By Matthew Erickson on Saturday, April 27th 2013
2013 NFL Draft: Biggest Steals of Day 2

The first round of the NFL Draft came and went so suddenly that it barely sank in with me before the second round had started yesterday afternoon. But the second round passed quickly, and the third round went even faster. There were several trades as teams jockeyed for position and moved up and down the board for various players. We saw some coming a mile away, some left us scratching our heads, and some we saw coming a mile away and they still left us scratching our heads.

However, there were also some crazy value picks as several teams took advantage of the horizontal board to snag top talent in the second and third rounds. Below are three of Friday’s biggest steals.


Johnathan Hankins, DT, New York Giants (49th overall)

I had Hankins in the top 20 on my board. I mocked him to Carolina at 14th overall in the last mock I did before the draft, which was partly a function of my rating the DT class much higher than the NFL. In the actual draft, Sheldon Richardson was the first DT taken, and he lasted all the way to the Jets at 13th overall. That pushed the rest of the DTs down, and the Giants were able to capitalize.

Hankins is a fantastic fit in Perry Fewell’s talented defensive line. He’s a massive man who can wreak havoc on a pocket and completely dominate an opposing team’s running game. He ultimately slipped in the draft because of questions about his motor. While he’s not lazy by any means, he’s not cut out for 60+ snaps a game. That won’t be an issue in New York, where he’ll join the likes of Jason Pierre-Paul, Justin Tuck, Cullen Jenkins, and Linval Joseph. Fewell had a talented rotation of defensive linemen at his disposal. Hankis just makes it even better.

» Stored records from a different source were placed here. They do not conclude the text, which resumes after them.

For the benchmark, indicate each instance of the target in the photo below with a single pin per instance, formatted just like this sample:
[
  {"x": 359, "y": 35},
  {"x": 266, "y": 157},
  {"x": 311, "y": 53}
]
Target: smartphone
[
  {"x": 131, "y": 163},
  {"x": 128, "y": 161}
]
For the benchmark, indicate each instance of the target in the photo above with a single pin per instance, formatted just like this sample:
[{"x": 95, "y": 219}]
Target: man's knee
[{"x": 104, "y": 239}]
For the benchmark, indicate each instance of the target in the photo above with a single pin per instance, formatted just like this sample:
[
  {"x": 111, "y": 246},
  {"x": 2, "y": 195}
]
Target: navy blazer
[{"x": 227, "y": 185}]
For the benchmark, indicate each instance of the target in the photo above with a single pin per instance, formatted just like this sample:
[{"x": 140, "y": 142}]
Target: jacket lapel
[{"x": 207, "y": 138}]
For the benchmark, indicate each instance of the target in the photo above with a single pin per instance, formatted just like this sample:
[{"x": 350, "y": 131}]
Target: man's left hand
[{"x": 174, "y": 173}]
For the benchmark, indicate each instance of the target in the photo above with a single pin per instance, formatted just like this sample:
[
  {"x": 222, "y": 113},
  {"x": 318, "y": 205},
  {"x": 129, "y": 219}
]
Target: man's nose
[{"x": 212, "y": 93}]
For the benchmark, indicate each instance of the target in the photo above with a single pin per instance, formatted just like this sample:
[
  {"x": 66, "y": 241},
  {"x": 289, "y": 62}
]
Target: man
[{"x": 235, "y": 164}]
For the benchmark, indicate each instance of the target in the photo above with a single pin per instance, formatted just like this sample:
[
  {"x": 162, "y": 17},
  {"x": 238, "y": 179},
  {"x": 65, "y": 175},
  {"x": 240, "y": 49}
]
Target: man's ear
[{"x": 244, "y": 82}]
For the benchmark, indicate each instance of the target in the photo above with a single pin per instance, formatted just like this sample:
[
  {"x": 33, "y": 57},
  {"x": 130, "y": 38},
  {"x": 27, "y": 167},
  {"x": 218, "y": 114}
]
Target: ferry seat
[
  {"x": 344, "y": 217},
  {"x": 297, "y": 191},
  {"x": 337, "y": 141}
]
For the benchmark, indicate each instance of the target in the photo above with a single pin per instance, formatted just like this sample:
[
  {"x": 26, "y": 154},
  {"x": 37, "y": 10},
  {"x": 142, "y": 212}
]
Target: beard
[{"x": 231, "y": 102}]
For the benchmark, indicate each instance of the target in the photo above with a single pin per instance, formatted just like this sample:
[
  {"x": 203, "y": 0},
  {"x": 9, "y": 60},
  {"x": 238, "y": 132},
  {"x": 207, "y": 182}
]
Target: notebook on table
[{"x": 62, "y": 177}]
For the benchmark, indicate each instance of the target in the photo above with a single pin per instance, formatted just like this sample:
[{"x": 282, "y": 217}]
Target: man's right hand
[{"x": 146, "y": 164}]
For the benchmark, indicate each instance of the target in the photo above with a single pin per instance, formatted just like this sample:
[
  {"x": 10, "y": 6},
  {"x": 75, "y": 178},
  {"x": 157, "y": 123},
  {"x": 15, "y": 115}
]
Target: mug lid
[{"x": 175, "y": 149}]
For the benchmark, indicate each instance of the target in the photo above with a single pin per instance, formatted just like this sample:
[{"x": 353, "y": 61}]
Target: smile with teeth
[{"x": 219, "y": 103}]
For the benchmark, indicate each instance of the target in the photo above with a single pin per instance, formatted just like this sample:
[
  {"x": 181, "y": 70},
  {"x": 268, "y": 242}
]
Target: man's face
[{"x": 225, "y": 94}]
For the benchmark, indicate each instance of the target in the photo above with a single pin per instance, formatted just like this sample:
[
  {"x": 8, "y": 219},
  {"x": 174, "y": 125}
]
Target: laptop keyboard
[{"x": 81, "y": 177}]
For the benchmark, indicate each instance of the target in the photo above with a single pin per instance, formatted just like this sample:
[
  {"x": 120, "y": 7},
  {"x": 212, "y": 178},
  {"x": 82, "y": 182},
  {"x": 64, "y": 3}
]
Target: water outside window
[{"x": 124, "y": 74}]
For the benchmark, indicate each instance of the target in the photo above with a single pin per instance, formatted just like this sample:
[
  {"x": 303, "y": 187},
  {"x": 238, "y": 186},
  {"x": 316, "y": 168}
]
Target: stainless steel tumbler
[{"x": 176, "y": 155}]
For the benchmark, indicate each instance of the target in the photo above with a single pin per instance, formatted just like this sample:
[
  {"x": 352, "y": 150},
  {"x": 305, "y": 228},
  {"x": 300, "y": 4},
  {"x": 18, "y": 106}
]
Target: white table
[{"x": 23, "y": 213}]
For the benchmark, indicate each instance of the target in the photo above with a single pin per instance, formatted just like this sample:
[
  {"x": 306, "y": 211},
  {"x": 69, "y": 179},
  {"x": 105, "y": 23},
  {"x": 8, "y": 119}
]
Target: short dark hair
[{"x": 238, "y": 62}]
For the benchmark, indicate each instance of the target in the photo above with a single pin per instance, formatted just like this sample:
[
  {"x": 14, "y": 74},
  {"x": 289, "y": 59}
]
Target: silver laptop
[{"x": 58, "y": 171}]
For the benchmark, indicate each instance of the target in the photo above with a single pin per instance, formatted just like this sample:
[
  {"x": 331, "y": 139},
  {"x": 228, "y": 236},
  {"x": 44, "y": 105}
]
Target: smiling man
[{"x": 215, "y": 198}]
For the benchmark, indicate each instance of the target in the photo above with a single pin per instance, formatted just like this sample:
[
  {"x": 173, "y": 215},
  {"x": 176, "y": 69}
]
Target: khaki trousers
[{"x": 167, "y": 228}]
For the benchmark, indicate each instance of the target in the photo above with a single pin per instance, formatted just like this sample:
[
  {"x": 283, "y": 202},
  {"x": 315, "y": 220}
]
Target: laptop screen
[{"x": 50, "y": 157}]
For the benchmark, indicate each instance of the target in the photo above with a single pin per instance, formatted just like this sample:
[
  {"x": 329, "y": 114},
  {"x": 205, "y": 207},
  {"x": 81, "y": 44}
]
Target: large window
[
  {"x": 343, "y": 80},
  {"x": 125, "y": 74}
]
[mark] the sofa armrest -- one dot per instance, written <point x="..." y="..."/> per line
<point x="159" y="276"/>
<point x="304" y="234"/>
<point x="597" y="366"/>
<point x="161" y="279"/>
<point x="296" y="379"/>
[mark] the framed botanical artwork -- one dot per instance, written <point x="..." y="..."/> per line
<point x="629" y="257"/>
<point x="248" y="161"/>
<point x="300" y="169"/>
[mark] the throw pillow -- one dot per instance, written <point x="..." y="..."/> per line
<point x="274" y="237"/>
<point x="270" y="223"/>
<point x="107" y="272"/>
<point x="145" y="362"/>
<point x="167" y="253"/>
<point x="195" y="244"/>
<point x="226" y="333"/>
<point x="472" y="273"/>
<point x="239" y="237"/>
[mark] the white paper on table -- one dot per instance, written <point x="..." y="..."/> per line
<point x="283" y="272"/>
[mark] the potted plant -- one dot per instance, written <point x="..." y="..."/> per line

Cornelius “Tank” Carradine, DE, San Francisco 49ers (40th overall)

Trent Baalke and Jim Harbaugh bet against the odds and made the board their whipping boy. Carradine was my top defensive end in the class. Before his torn ACL, he very well could’ve gone first overall. After he dominated his pro day on April 20th, he still deserved to go in the top ten. Yet San Francisco managed to trade up for a position of need, trade down and accumulate extra picks (including a 2014 third-round pick), and still nab him in the mid-second round.

Because the 49ers already have a great defense with established starters on the defensive line, they can even afford to let Tank recover fully from his ACL surgery. They’ll have no reason to rush him, which just increases the value of the pick even more. They announced that they plan for him to add 15-20 pounds to play defensive end at 290 pounds. He’s likely the guy they’ve tabbed to take over for Justin Smith someday, and dare I say, he could be just as good.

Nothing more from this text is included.